Clustering, a common machine learning technique, involves grouping objects according to similarities 
in their data and classifying each into a specific group. The algorithm analyses the clustered data, identifies a 
group of data that share the same traits and develops a model from these data [12]. For example, clustering is 
used to group patients by gender, age and blood type based on their demographics. 

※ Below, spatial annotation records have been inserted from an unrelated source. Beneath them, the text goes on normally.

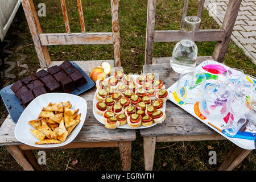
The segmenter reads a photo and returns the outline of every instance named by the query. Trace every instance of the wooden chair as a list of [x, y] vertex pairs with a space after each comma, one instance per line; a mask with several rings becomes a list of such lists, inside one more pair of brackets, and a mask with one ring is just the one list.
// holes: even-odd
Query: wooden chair
[[[188, 0], [184, 0], [183, 13], [180, 30], [155, 30], [155, 18], [156, 0], [148, 0], [147, 31], [146, 40], [145, 62], [143, 73], [159, 73], [167, 88], [174, 84], [179, 78], [179, 74], [173, 71], [170, 65], [171, 57], [153, 58], [154, 42], [177, 42], [184, 35], [184, 18], [187, 15]], [[233, 28], [237, 16], [241, 0], [230, 0], [222, 27], [219, 30], [199, 30], [195, 32], [195, 41], [216, 41], [212, 56], [199, 57], [198, 64], [207, 60], [222, 61], [228, 47]], [[201, 17], [204, 0], [200, 1], [197, 16]], [[141, 130], [143, 138], [144, 158], [146, 170], [152, 170], [154, 164], [156, 142], [174, 141], [193, 141], [225, 139], [222, 135], [210, 129], [196, 118], [167, 101], [165, 122], [154, 127]], [[250, 150], [241, 148], [236, 145], [228, 155], [220, 170], [232, 170], [249, 154]]]
[[67, 33], [43, 34], [32, 0], [22, 0], [22, 6], [42, 68], [47, 68], [51, 59], [47, 46], [113, 44], [115, 66], [121, 66], [118, 1], [111, 0], [112, 32], [86, 32], [81, 0], [77, 0], [81, 33], [72, 33], [65, 0], [60, 0]]
[[[47, 46], [89, 44], [113, 44], [114, 60], [107, 60], [112, 68], [122, 69], [120, 61], [119, 30], [118, 19], [118, 0], [111, 0], [112, 12], [112, 32], [86, 33], [81, 0], [77, 0], [81, 23], [81, 33], [71, 33], [67, 15], [65, 0], [60, 1], [63, 12], [67, 33], [43, 34], [32, 0], [22, 0], [22, 6], [42, 68], [60, 65], [62, 61], [51, 62]], [[87, 74], [102, 61], [79, 61], [76, 63]], [[109, 130], [100, 123], [93, 115], [93, 100], [96, 88], [80, 95], [89, 106], [85, 123], [75, 139], [61, 148], [113, 147], [118, 147], [123, 170], [130, 170], [131, 162], [131, 141], [136, 139], [134, 130]], [[25, 170], [40, 170], [31, 150], [39, 149], [20, 143], [14, 136], [15, 124], [9, 115], [0, 127], [0, 146], [5, 146], [17, 162]]]

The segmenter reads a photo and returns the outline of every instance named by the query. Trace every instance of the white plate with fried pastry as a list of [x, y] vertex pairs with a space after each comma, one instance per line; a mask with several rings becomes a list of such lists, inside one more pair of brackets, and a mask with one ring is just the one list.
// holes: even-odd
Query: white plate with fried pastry
[[86, 112], [86, 101], [80, 96], [63, 93], [40, 95], [22, 113], [15, 126], [15, 136], [33, 147], [63, 146], [79, 133]]
[[[138, 83], [137, 82], [137, 80], [138, 80], [137, 78], [138, 78], [138, 77], [140, 76], [139, 75], [130, 75], [133, 78], [132, 80], [133, 81], [134, 81], [134, 83], [136, 85], [135, 87], [137, 88], [137, 90], [136, 90], [136, 91], [134, 91], [134, 92], [133, 92], [134, 93], [137, 93], [138, 89], [140, 87], [143, 86], [143, 85], [142, 84], [139, 84], [139, 83]], [[126, 75], [123, 75], [123, 78], [125, 76], [126, 76]], [[99, 98], [99, 97], [99, 97], [100, 95], [98, 94], [98, 92], [100, 91], [99, 89], [105, 90], [106, 90], [106, 92], [108, 93], [110, 93], [109, 91], [108, 90], [108, 89], [106, 89], [108, 88], [108, 86], [107, 85], [108, 85], [109, 86], [110, 85], [109, 85], [110, 84], [109, 84], [109, 79], [112, 79], [112, 78], [113, 78], [114, 77], [114, 76], [110, 77], [108, 77], [108, 78], [107, 78], [104, 80], [105, 80], [106, 81], [106, 82], [105, 82], [106, 84], [105, 85], [106, 86], [103, 86], [103, 85], [102, 86], [102, 88], [104, 87], [104, 88], [100, 88], [101, 85], [99, 85], [99, 82], [98, 82], [99, 80], [96, 81], [96, 86], [97, 88], [97, 89], [96, 92], [95, 92], [94, 97], [94, 98], [93, 98], [93, 114], [94, 114], [95, 118], [97, 119], [97, 120], [98, 122], [100, 122], [101, 123], [102, 123], [103, 125], [105, 125], [106, 127], [109, 128], [109, 129], [119, 128], [119, 129], [146, 129], [146, 128], [148, 128], [148, 127], [152, 127], [152, 126], [156, 125], [157, 123], [156, 122], [153, 122], [152, 123], [151, 122], [151, 124], [148, 125], [148, 126], [147, 126], [147, 125], [143, 125], [143, 125], [142, 124], [142, 125], [139, 125], [139, 126], [133, 127], [132, 125], [130, 125], [130, 122], [129, 122], [128, 121], [128, 119], [130, 119], [130, 117], [129, 117], [129, 115], [128, 114], [127, 114], [127, 113], [126, 113], [126, 111], [125, 111], [125, 107], [122, 106], [122, 110], [119, 113], [118, 113], [118, 114], [122, 113], [122, 114], [124, 114], [125, 115], [126, 115], [126, 117], [127, 117], [126, 118], [127, 118], [127, 122], [125, 124], [123, 125], [114, 124], [114, 125], [115, 125], [115, 126], [113, 126], [113, 125], [112, 125], [112, 126], [109, 126], [109, 123], [108, 123], [107, 122], [106, 122], [106, 121], [108, 121], [107, 120], [108, 119], [104, 118], [104, 114], [103, 114], [103, 113], [105, 113], [106, 111], [110, 111], [111, 110], [111, 108], [110, 109], [110, 107], [107, 107], [108, 109], [106, 109], [106, 110], [105, 110], [105, 111], [100, 111], [100, 110], [97, 109], [97, 103], [98, 102], [100, 102], [100, 101], [102, 101], [102, 100], [104, 100], [105, 99], [105, 98], [104, 98], [103, 97], [101, 97], [101, 98]], [[146, 75], [145, 75], [144, 77], [146, 78]], [[114, 81], [114, 80], [113, 80], [113, 81]], [[145, 81], [145, 82], [146, 82], [146, 81]], [[109, 84], [106, 84], [107, 82], [108, 82]], [[154, 82], [154, 81], [153, 81], [153, 82]], [[115, 86], [113, 86], [113, 89], [114, 90], [114, 91], [113, 92], [120, 93], [121, 94], [121, 95], [122, 95], [121, 98], [125, 98], [125, 97], [124, 92], [120, 92], [119, 90], [118, 90], [118, 86], [121, 85], [121, 84], [124, 84], [123, 80], [122, 80], [122, 79], [119, 79], [119, 80], [118, 80], [118, 83], [117, 84], [117, 85], [115, 85]], [[127, 86], [127, 88], [128, 89], [129, 86]], [[163, 86], [163, 88], [164, 88], [163, 84], [162, 84], [162, 86]], [[135, 87], [134, 87], [134, 88], [135, 88]], [[104, 93], [104, 92], [102, 92], [102, 93]], [[156, 93], [157, 92], [157, 91], [155, 91], [155, 92], [156, 92]], [[142, 98], [142, 97], [141, 97], [141, 98]], [[155, 100], [158, 100], [158, 98], [155, 97], [154, 99], [152, 99], [151, 101], [152, 101], [152, 102], [153, 102], [153, 101], [154, 101]], [[131, 101], [130, 98], [130, 101]], [[147, 105], [148, 106], [148, 105]], [[147, 106], [147, 107], [148, 107], [148, 106]], [[161, 111], [162, 111], [163, 112], [163, 114], [165, 115], [165, 110], [166, 110], [166, 102], [165, 101], [162, 102], [162, 107], [160, 109], [159, 109], [159, 110], [160, 110]], [[114, 116], [115, 117], [118, 117], [118, 114], [115, 114], [114, 115], [115, 115]], [[163, 118], [163, 117], [162, 117], [162, 118]], [[164, 118], [164, 119], [163, 119], [163, 121], [161, 121], [160, 123], [162, 123], [162, 122], [164, 122], [164, 119], [165, 119], [165, 118]], [[111, 123], [111, 122], [110, 122], [110, 123]], [[108, 124], [108, 125], [106, 125], [106, 124]]]

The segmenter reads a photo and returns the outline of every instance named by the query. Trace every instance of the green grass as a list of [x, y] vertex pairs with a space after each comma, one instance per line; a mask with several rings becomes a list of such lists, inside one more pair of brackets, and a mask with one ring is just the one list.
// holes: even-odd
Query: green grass
[[[39, 17], [44, 33], [65, 32], [65, 26], [59, 0], [34, 1], [36, 9], [40, 2], [46, 4], [46, 17]], [[111, 8], [110, 0], [84, 0], [82, 5], [86, 32], [111, 32]], [[72, 32], [80, 32], [76, 1], [66, 1]], [[146, 28], [147, 0], [120, 1], [119, 24], [121, 57], [126, 73], [140, 73], [144, 61]], [[188, 15], [196, 15], [199, 2], [189, 1]], [[183, 1], [158, 0], [156, 12], [156, 30], [179, 30], [182, 16]], [[16, 61], [23, 54], [26, 59], [22, 63], [30, 68], [26, 75], [35, 72], [40, 65], [31, 34], [22, 8], [16, 15], [16, 21], [11, 26], [6, 39], [11, 43], [8, 49], [14, 52], [9, 60]], [[218, 28], [217, 23], [209, 16], [207, 10], [203, 15], [201, 29]], [[159, 43], [154, 44], [154, 57], [170, 57], [176, 43]], [[212, 55], [216, 42], [198, 42], [199, 56]], [[23, 48], [16, 51], [19, 45]], [[83, 45], [48, 47], [52, 61], [113, 59], [112, 45]], [[242, 69], [246, 74], [255, 76], [255, 65], [242, 50], [230, 42], [224, 63], [227, 65]], [[96, 67], [97, 65], [95, 65]], [[15, 68], [17, 74], [22, 71]], [[16, 78], [22, 78], [26, 75]], [[6, 80], [5, 80], [6, 81]], [[7, 115], [1, 102], [2, 115]], [[137, 139], [132, 142], [133, 170], [143, 170], [143, 140], [139, 131]], [[154, 170], [216, 170], [225, 159], [232, 144], [229, 141], [199, 141], [158, 143], [155, 150]], [[212, 148], [212, 149], [208, 149]], [[214, 150], [217, 164], [209, 165], [209, 151]], [[121, 164], [118, 148], [45, 150], [47, 165], [44, 170], [121, 170]], [[36, 154], [39, 150], [33, 150]], [[38, 157], [38, 156], [37, 156]], [[235, 170], [256, 169], [255, 150], [235, 168]], [[72, 165], [76, 159], [78, 163]], [[70, 162], [69, 162], [70, 160]], [[67, 164], [68, 166], [67, 167]], [[21, 170], [22, 168], [7, 152], [0, 147], [0, 169]]]

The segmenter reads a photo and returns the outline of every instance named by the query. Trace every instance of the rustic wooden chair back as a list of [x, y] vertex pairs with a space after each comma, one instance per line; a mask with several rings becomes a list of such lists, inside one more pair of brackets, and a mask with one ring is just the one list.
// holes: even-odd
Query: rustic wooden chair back
[[115, 66], [121, 66], [118, 17], [118, 0], [111, 1], [112, 32], [86, 32], [81, 0], [77, 0], [81, 32], [71, 31], [65, 0], [60, 0], [67, 33], [43, 34], [33, 0], [22, 0], [25, 13], [41, 68], [47, 68], [51, 63], [47, 46], [73, 44], [113, 44]]
[[[226, 52], [234, 24], [237, 18], [242, 0], [230, 0], [221, 29], [199, 30], [196, 28], [194, 41], [216, 41], [217, 43], [212, 55], [214, 60], [221, 62]], [[185, 35], [185, 18], [187, 16], [189, 0], [184, 0], [183, 11], [180, 30], [155, 30], [155, 19], [156, 0], [148, 0], [147, 31], [146, 37], [145, 64], [154, 63], [152, 59], [153, 44], [154, 42], [171, 42], [180, 41]], [[201, 18], [205, 0], [200, 0], [197, 16]], [[200, 61], [209, 59], [209, 57], [199, 57]], [[160, 60], [159, 60], [160, 61]]]
[[[170, 86], [179, 78], [179, 74], [171, 69], [170, 58], [152, 58], [154, 42], [177, 42], [184, 35], [184, 18], [187, 15], [188, 0], [184, 6], [180, 30], [155, 31], [155, 16], [156, 0], [148, 0], [145, 64], [143, 73], [158, 73], [167, 86]], [[232, 30], [237, 16], [241, 0], [229, 0], [221, 29], [199, 30], [196, 27], [195, 41], [216, 41], [212, 56], [199, 57], [198, 63], [208, 59], [221, 61], [226, 52]], [[197, 16], [201, 17], [204, 0], [200, 0]], [[166, 64], [163, 64], [166, 63]], [[166, 64], [168, 63], [168, 64]], [[167, 88], [168, 88], [167, 87]], [[141, 130], [143, 138], [145, 170], [152, 170], [156, 142], [223, 140], [225, 138], [210, 129], [192, 115], [171, 102], [166, 103], [167, 115], [164, 123]], [[236, 145], [228, 153], [219, 170], [232, 170], [248, 155], [251, 150], [241, 148]]]

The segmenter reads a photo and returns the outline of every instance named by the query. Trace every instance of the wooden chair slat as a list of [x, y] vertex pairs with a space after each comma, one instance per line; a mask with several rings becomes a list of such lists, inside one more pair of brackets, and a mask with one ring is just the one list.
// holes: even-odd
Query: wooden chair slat
[[[154, 0], [155, 1], [155, 0]], [[113, 44], [115, 66], [121, 66], [118, 1], [111, 0], [112, 32], [86, 33], [81, 0], [77, 0], [81, 33], [71, 33], [65, 0], [60, 0], [67, 33], [43, 34], [33, 0], [22, 0], [33, 42], [41, 68], [48, 68], [51, 59], [47, 46]]]
[[[46, 47], [43, 47], [39, 38], [39, 34], [42, 30], [35, 13], [34, 3], [30, 3], [30, 0], [22, 1], [28, 27], [31, 34], [32, 39], [35, 45], [36, 54], [42, 68], [47, 68], [51, 61], [49, 53]], [[34, 13], [33, 13], [34, 12]], [[35, 17], [34, 17], [35, 15]], [[38, 29], [39, 28], [39, 29]]]
[[85, 33], [85, 26], [84, 25], [84, 13], [82, 12], [82, 6], [81, 0], [77, 0], [77, 6], [79, 13], [79, 18], [80, 19], [81, 30], [82, 33]]
[[[205, 0], [200, 0], [200, 2], [199, 3], [199, 6], [198, 7], [198, 11], [197, 11], [197, 16], [199, 17], [200, 18], [201, 18], [201, 17], [202, 16], [203, 10], [204, 10], [204, 2], [205, 2]], [[200, 27], [200, 23], [196, 26], [196, 31], [197, 31], [199, 29], [199, 27]]]
[[113, 44], [112, 32], [42, 34], [39, 38], [43, 46]]
[[121, 66], [118, 3], [118, 0], [111, 0], [114, 59], [115, 60], [115, 66], [116, 67]]
[[62, 13], [63, 13], [63, 17], [65, 22], [65, 27], [66, 28], [66, 31], [68, 34], [71, 33], [69, 26], [69, 21], [68, 20], [68, 11], [66, 7], [66, 3], [65, 0], [60, 0], [60, 3], [61, 5]]
[[213, 54], [213, 57], [217, 61], [222, 61], [224, 58], [241, 2], [242, 0], [229, 2], [221, 27], [225, 31], [224, 36], [222, 41], [217, 42]]
[[185, 28], [185, 18], [187, 16], [187, 13], [188, 12], [188, 1], [189, 0], [184, 0], [184, 6], [183, 6], [183, 11], [182, 13], [182, 19], [181, 19], [181, 23], [180, 24], [180, 30], [184, 31]]
[[156, 0], [148, 0], [147, 30], [146, 33], [145, 64], [152, 64], [155, 34], [155, 19]]
[[[179, 30], [156, 30], [155, 31], [154, 42], [178, 42], [184, 37], [185, 32]], [[221, 41], [224, 31], [219, 30], [200, 30], [195, 32], [194, 41]]]

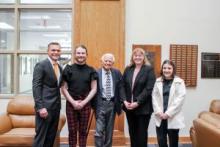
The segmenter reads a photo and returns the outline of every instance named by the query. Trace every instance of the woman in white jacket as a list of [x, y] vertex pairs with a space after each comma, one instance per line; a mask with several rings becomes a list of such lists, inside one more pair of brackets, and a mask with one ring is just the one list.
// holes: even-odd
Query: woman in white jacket
[[156, 132], [159, 147], [178, 147], [179, 129], [185, 126], [182, 106], [186, 88], [183, 79], [177, 77], [175, 64], [165, 60], [161, 77], [157, 78], [152, 92]]

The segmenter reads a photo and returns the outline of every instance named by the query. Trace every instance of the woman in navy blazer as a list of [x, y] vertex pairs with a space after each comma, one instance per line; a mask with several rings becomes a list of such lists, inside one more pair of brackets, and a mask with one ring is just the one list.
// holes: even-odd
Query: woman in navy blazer
[[120, 89], [127, 116], [131, 147], [147, 147], [148, 125], [152, 114], [154, 70], [142, 48], [135, 48], [126, 67]]

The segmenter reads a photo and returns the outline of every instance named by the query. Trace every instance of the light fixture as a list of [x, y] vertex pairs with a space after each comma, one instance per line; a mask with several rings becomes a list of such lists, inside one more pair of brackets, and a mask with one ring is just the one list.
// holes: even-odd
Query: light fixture
[[13, 30], [14, 27], [5, 22], [0, 22], [0, 29], [3, 30]]
[[56, 26], [28, 26], [31, 29], [61, 29], [59, 25]]

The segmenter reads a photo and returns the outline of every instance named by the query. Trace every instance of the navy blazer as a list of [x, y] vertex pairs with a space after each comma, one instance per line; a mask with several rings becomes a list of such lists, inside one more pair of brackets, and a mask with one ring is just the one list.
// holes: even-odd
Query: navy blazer
[[[98, 88], [97, 88], [97, 95], [96, 95], [96, 104], [95, 108], [97, 110], [97, 107], [102, 105], [102, 68], [98, 69]], [[111, 73], [112, 73], [112, 80], [113, 80], [113, 92], [114, 92], [114, 111], [117, 112], [118, 114], [121, 113], [121, 101], [119, 97], [119, 87], [120, 87], [120, 82], [122, 78], [122, 74], [119, 70], [115, 68], [111, 68]]]
[[135, 114], [151, 114], [152, 109], [152, 90], [155, 83], [154, 70], [149, 65], [142, 65], [139, 73], [136, 76], [134, 87], [132, 90], [132, 78], [135, 65], [128, 66], [123, 74], [120, 97], [122, 101], [127, 100], [131, 102], [133, 94], [133, 100], [139, 104], [134, 110], [127, 110], [125, 106], [123, 109], [126, 111], [133, 111]]
[[50, 60], [47, 58], [38, 62], [34, 67], [32, 90], [36, 111], [41, 108], [48, 110], [61, 108], [60, 83], [62, 68], [60, 69], [59, 83]]

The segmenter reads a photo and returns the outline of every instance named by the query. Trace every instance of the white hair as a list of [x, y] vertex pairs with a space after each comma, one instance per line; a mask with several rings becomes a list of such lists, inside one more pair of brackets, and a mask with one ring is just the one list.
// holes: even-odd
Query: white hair
[[104, 61], [105, 57], [111, 57], [112, 58], [112, 62], [115, 62], [115, 56], [112, 53], [105, 53], [102, 55], [101, 60]]

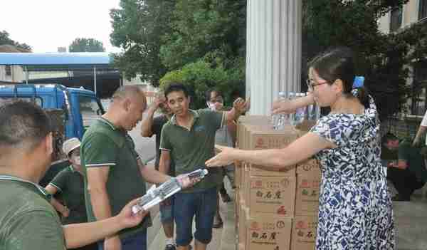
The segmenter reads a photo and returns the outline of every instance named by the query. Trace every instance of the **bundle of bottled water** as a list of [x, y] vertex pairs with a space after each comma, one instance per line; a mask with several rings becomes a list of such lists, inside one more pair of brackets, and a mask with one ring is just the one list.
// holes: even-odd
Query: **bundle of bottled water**
[[[185, 175], [182, 178], [188, 177], [191, 182], [200, 181], [201, 179], [204, 178], [207, 174], [207, 170], [199, 169]], [[157, 187], [155, 187], [155, 186], [153, 185], [152, 188], [147, 192], [147, 194], [138, 199], [138, 203], [132, 207], [132, 212], [134, 214], [137, 214], [142, 209], [147, 211], [179, 192], [181, 189], [182, 189], [182, 186], [176, 177], [171, 178], [169, 181]]]
[[[286, 93], [280, 92], [279, 99], [286, 99], [291, 100], [301, 97], [304, 97], [307, 93], [290, 92], [286, 96]], [[315, 104], [310, 105], [307, 107], [297, 108], [295, 113], [290, 114], [278, 114], [273, 115], [272, 123], [274, 130], [283, 130], [288, 125], [295, 127], [302, 123], [305, 120], [316, 120], [320, 115], [320, 107]]]

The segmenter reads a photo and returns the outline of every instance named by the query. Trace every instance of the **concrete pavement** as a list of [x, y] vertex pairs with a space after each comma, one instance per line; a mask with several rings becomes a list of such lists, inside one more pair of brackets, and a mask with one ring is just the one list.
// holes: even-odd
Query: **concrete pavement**
[[[236, 250], [237, 232], [235, 228], [235, 196], [227, 181], [226, 187], [233, 201], [228, 203], [220, 202], [224, 226], [222, 229], [214, 229], [212, 241], [208, 245], [208, 250]], [[394, 194], [394, 187], [389, 184], [389, 188]], [[427, 185], [416, 190], [412, 195], [411, 202], [394, 202], [393, 208], [396, 250], [427, 250]], [[154, 219], [159, 223], [159, 214]], [[150, 228], [149, 231], [152, 229]], [[160, 228], [149, 245], [149, 250], [164, 249], [164, 234]]]

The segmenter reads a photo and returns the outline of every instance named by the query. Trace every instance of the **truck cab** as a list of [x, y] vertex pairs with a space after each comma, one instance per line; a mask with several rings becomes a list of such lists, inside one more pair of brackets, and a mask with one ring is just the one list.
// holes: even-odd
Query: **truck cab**
[[40, 183], [43, 187], [68, 164], [62, 153], [62, 142], [71, 137], [81, 140], [86, 129], [105, 113], [93, 91], [59, 84], [0, 85], [0, 101], [10, 98], [33, 102], [51, 117], [57, 152], [53, 157], [53, 166]]

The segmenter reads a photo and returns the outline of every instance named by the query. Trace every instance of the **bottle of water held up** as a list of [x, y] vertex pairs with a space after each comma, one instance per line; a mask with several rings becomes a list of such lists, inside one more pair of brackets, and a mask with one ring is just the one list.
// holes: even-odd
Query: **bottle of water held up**
[[[302, 93], [295, 93], [294, 94], [294, 98], [299, 98], [305, 96], [305, 94]], [[306, 113], [306, 107], [298, 108], [295, 110], [295, 113], [292, 115], [292, 118], [290, 119], [290, 124], [292, 126], [296, 126], [297, 125], [302, 123], [304, 119], [305, 118], [305, 113]]]
[[[303, 93], [298, 93], [295, 95], [296, 95], [297, 98], [300, 98], [305, 96], [305, 94]], [[306, 112], [307, 112], [306, 107], [297, 108], [297, 110], [295, 111], [295, 124], [300, 124], [304, 121], [304, 119], [305, 119]]]
[[[307, 92], [305, 93], [305, 95], [308, 95], [309, 93]], [[307, 118], [307, 120], [315, 120], [315, 112], [316, 112], [316, 105], [315, 104], [310, 104], [307, 107], [307, 115], [305, 116], [305, 118]]]
[[[188, 177], [191, 182], [200, 181], [201, 179], [204, 178], [207, 174], [207, 170], [199, 169], [185, 175], [183, 175], [181, 178]], [[169, 181], [157, 187], [155, 187], [154, 185], [152, 186], [147, 192], [147, 194], [144, 194], [138, 199], [138, 203], [132, 207], [132, 212], [134, 214], [137, 214], [142, 209], [147, 211], [181, 191], [181, 189], [182, 189], [182, 186], [177, 178], [178, 177], [171, 178]]]
[[[280, 100], [286, 99], [286, 93], [285, 92], [279, 92], [279, 98]], [[278, 130], [282, 130], [285, 127], [286, 123], [288, 123], [288, 115], [286, 114], [279, 114], [279, 119], [278, 122]]]
[[[286, 98], [286, 93], [285, 92], [279, 92], [279, 100], [283, 100]], [[284, 114], [277, 114], [272, 115], [272, 123], [273, 123], [273, 128], [274, 130], [281, 130], [285, 123], [286, 123], [286, 120], [288, 119], [287, 115]]]
[[[289, 100], [292, 100], [296, 98], [295, 95], [296, 95], [296, 93], [290, 92], [289, 95], [288, 95], [288, 98], [289, 99]], [[295, 125], [295, 122], [294, 122], [295, 116], [295, 114], [293, 113], [291, 113], [288, 115], [288, 120], [289, 120], [289, 123], [290, 123], [290, 125], [292, 126]]]

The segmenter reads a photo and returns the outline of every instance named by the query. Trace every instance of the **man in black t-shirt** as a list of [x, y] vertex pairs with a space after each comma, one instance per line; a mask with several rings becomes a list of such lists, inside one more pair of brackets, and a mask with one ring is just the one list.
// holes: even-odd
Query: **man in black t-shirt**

In this study, we investigate the literature on clustering algorithms to identify challenges associated 
with analysing medical data in recent research. Prior reviews on clustering techniques have paid less attention 
to medical research. Therefore, we present the outcomes of a systematic mapping study to categorise recent 
research on clustering algorithms used to analyse medical data. Through this study, we aim to address this 
research gap by seeking answers to three main research questions: (RQ1) What are the studies that have 
investigated clustering techniques for analysing EMRs? (RQ2) What are the studies that have discussed 
problems associated with clustering techniques for analysing EMRs? (RQ3) What are the studies that have 
used evaluation parameters on clustering techniques? 

Through this systematic mapping study, we provide researchers and practitioners with an overview of 
the existing clustering algorithms for analysing medical data. We also provide practical insights by exploring 
these research questions. Overall, this systematic mapping study contributes to the knowledge base on 
clustering algorithms for analysing medical data. 


2. RELATED WORK 

EMRs are the innovation that eliminate the need for traditional paper charts containing the patient’s 
medical history [1]. The use of EMRs enables researchers to gain new insight into the depth of large datasets 
[13]. It is another way to learn new medical knowledge, apart from through conducting clinical and biological 
experiments. An EMR can store an extensive range of patient information, such as the history of medication, 
vaccination, test results and insurance information. 

EMRs are used to store all past clinical information of each patient in detail during their treatment at 
medical institutions [14]. The incidence and clinical characteristics of diseases can be identified through mining 
all previous clinical information recorded in the EMR system [15]-[17]. Data mining has become an important 
technique to help researchers extract knowledge from large and complex data, such as medical records for 
patients [18]-[20]. 

Data mining is also termed ‘knowledge discovery and data mining’. The data mining process mainly 
aims to extract essential and useful information from a database [7]. It involves data pre-processing techniques, 
such as data cleaning, integration, transformation and reduction; pattern discovery and knowledge evaluation 
[21]. Various data mining techniques, such as association, classification and clustering, can be used to extract 
interesting patterns from huge amounts of data. 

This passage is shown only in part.